Daniel Craig makes a great Bond, and we have to mention here that he has been faced off against the original Ian Fleming’s James Bond, which is not a minor challenge. And he does it perfectly, adding some nice one liner humour touches we’ve been missing in the last two films. Nobody can say he’s not James Bond now, and, if you’re a nostalgic missing the Connery era… just wait for the film’s ending.

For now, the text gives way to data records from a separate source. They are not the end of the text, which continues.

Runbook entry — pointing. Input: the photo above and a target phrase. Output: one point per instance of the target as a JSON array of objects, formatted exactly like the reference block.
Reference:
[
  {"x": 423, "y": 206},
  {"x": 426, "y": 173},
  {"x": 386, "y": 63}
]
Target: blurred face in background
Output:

|"Is there anything left of the old Double-O-Seven?" - |
Raoul Silva challenges Bond in rather
Much of the film merits belong to Roger Deakins’ cinematography, who probably is the best photographer Bond has ever had (sorry, Phil!), the so missed Stuart Baird editing and Alexander Witt’s second unit direction, after the fiasco of Matt Chassé & Robert Pearson and Jason Bourne’s Dan Bradley who should be banned for life to do another Bond film, unlike scribes Neal Purvis, Robert Wade and John Logan who created a great story and script together. Thomas Newman’s music might not be in the scale of David Arnold or John Barry, but he’s a great composer to be a substitute. Thankfully, we got more of the “James Bond Theme” this time. And of course, Martin Campbell was right: Sam Mendes did a wonderful job.
Is it the best Bond since GOLDENEYE? It certainly beats off THE WORLD IS NOT ENOUGH, DIE ANOTHER DAY (I say this being a Pierce Brosnan fundamentalist as somebody called me) and QUANTUM OF SOLACE. By facing it off against TOMORROW NEVER DIES we’re facing it of a film I love much and well, CASINO ROYALE is Ian Fleming’s Bond genesis.
So, it is the best Bond since GOLDENEYE? Yes and no.